Tail Drops are packets which are dropped when the queues are full, if trail drops occur then multiple packets usually get dropped this causes TCP to slow down considerably. It is more efficient to discard fewer packets before the queue gets full rather than have packets being tail dropped, WRED achieves this.
WRED looks at the average queue depth and compares this to the minimum & maximum queue depth. If the average queue depth stays below the minimum queue depth no packets will be dropped, but likewise if it goes past the maximum queue depth all packets will be dropped, this is called full drop and is different to tail drop as the buffers are not full but it works in a similar way. If the average queue depth is between the minimum & maximum queue depths then it will drop a percentage of packets from 0 to a maximum percent. The maximum percent to drop is defined in the Mark Probability Denominator (MPD), the simple formula is;
Drop % = 1 / MPD
For IPP 0 traffic the MPD defaults to 10, which results in a maximum of 10% (10% = 1 / 10) of the traffic being dropped between the minimum & maximum threshold, remember that if the average queue depth exceeds the the maximum threshold it will always drop 100% of the traffic. I have created a graph showing this below;
Not all queuing methods support WRED so it can only be configured on a physical interface (with FIFO), on a non LLQ class inside a CBWFQ policy map, or on an ATM VC.

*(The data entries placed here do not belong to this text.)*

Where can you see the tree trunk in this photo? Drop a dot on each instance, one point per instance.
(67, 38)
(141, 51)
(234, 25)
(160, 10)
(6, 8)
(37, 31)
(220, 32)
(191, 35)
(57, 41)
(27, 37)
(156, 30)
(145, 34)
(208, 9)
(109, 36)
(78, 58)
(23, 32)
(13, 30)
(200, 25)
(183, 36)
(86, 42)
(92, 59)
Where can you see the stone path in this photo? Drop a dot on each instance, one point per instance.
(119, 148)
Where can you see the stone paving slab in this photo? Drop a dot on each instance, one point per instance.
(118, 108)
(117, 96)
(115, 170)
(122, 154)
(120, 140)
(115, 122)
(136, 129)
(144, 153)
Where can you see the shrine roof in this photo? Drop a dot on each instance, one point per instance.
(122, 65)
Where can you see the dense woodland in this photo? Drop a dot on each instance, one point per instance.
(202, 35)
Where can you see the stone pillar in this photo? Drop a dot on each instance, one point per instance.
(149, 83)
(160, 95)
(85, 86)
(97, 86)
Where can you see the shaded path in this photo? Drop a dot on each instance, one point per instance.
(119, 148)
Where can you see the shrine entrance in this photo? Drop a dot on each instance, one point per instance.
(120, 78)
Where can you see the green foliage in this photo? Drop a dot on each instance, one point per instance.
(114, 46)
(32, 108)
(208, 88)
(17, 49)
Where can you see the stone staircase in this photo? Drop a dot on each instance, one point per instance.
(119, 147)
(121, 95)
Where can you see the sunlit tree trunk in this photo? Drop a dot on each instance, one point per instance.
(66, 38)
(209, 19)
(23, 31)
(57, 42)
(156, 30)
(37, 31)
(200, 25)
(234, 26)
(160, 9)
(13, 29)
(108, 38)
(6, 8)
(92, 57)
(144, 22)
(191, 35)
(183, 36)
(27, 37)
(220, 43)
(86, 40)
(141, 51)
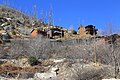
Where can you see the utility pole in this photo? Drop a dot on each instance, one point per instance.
(50, 20)
(42, 16)
(35, 16)
(95, 54)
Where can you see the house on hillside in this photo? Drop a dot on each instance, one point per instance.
(55, 32)
(36, 32)
(88, 30)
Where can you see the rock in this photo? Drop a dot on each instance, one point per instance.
(26, 75)
(46, 75)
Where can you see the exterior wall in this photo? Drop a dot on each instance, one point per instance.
(34, 33)
(82, 31)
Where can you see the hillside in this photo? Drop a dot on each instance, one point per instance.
(14, 18)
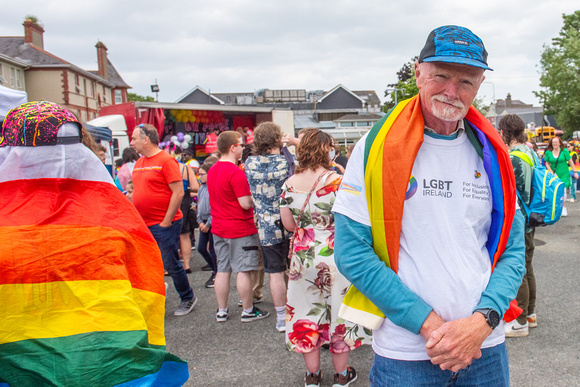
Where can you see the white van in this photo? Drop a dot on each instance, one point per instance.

WRED is configured on a physical interface or in a class within a policy map with the random-detect command. By default WRED will only look at IPP and not DSCP but we can use the random-detect dscp-based command to tell WRED to look at DSCP instead of IPP.
By default WRED will also respect the drop probability set in the DSCP value for Assured Forwarding by changing the default minimum drop threshold depending upon the drop proabibiltiy.
The WRED settings for each IPP or DSCP value can be changed with either of the following commands;
Random-detect precedence precedence-value min-threshold max-threshold [mark-probability-denominator]
Random-detect dscp dscp-value min-threshold max-threshold [mark-probability-denominator]
We can also change part of the WRED calculation which changes the formula for the rolling average queue depth, this is called the exponential weighting constant and changed with the command random-detect exponential weighting-constant exponent. Setting it to a high value makes the changing average move slower, and setting it to a low value makes it a quicker changing value, its not recommended that this is changed.